Friends like these aren’t bad people – they really do want money pretty badly and are usually easily persuaded by the lure of great riches. You want to trust and believe ‘this time will be different’ but the past 28 times you invested in his proposed ideas came to naught.
Fix: Keep the friendship alive and your finances intact by keeping your wallet shut. If a new investment does appear legitimate; speak to a personal finance advisor or stock broker about this option and see what a neutral party has to say.
As mentioned, socialising will naturally come with costs but it should not be a case of Marini’s on 57 every time you want to have a quick catch-up. The ‘Fine Dining Approach’ doesn’t just mean food of course; it can even mean the kind of accommodation during a joint holiday or the gift expectations during a birthday.
This is difficult because peer pressure is real – no matter how old you may be.
Fix: Honesty is certainly the best policy so don’t be afraid to speak up when you believe you cannot afford the next luxury junket. Sometimes, more affluent friends simply don’t realise when their tastes are imposing on those with realistic budgets so speaking up may help keep everyone in the green and in each other’s good books. A good friend will understand that not everyone’s paycheque and commitments come in the same sizes and thus – some compromise is in order for a healthy friendship.
They don’t mean it – really they don’t. They just took the part in the salesman’s handbook about approaching your friends first a mite too seriously. The problem arises when you feel obliged to buy what they peddle – whether it’s a new MLM (multi-level marketing) product or an insurance product (yup, sure we all have that one overzealous insurance agent friend) simply to show your support to a good friend. It doesn’t help when they make it a point to bring up the topic every time you meet.

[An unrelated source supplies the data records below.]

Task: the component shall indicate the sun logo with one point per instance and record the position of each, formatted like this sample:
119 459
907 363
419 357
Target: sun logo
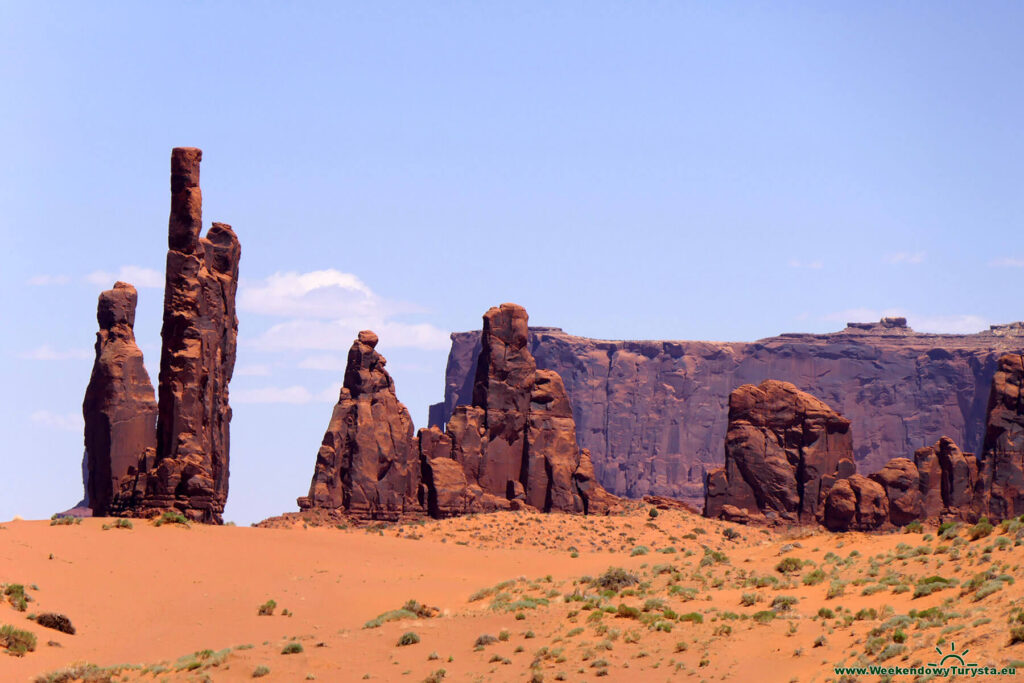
952 655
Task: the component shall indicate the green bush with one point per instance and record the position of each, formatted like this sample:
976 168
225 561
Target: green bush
788 565
408 638
16 641
981 529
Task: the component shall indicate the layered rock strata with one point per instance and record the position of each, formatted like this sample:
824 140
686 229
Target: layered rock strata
120 408
654 414
514 447
783 452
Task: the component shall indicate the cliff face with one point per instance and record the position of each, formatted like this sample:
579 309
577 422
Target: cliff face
654 414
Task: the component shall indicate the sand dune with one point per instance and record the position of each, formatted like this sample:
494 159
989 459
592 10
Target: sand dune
153 597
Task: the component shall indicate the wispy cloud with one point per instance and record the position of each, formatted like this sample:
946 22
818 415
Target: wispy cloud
254 370
1008 262
43 281
46 352
295 394
327 309
61 421
955 324
134 274
902 257
813 265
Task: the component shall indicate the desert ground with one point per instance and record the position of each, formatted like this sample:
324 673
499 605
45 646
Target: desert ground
512 596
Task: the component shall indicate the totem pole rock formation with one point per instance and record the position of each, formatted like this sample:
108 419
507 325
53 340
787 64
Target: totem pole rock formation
190 469
783 451
120 408
1001 493
369 464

Fix: Sometimes, the zombie salesman approach isn’t meant and the friend may not be aware of the strain he/she is putting on the friendship. Again – calling them out on it is the only way to keep good ties to both your friend and your banker. Of course, be the supportive friend and assure them that if you do need whatever they are selling in future – you will be sure to contact them.
If the honest approach doesn’t work – call a communication time-out until they decide to respect the fact that your friendship does not equate constant access to purse strings.
It’s a regular occurrence to have our friends and family help us to choose a banking product. This is because of the level of trust. The problem arises however, when one blindly trusts every recommendation without first checking the options available.
In every category of banking product, be it a personal loan, credit card or home loan – variances exist in the type of product and how it caters to each customer. For example, you have flexi loans, fixed loans, Islamic loans – plenty in the market to suit different needs. The product that suits a friend or family member – may not necessarily suit you.
Fix: These friends mean well and in fact – are the kind of friends to keep around as they may one day bring you news of a fantastic new bank promotion. The problem however, arises when we take every recommendation without first checking the suitability for ourselves. It is always imperative to make your own enquiries, check the available products and consider your own financial status and needs before selecting.
Have you been told of a great banking product? Look it up on our product pages to find out if it is the goods or if there is something better for you out there.
Friends are an important part of life but that means they can also directly influence a lot of the big decisions we make in life. It’s imperative to ensure that whatever our emotional attachments; we keep a cool head and weigh the pros and cons when it comes to making financial decisions.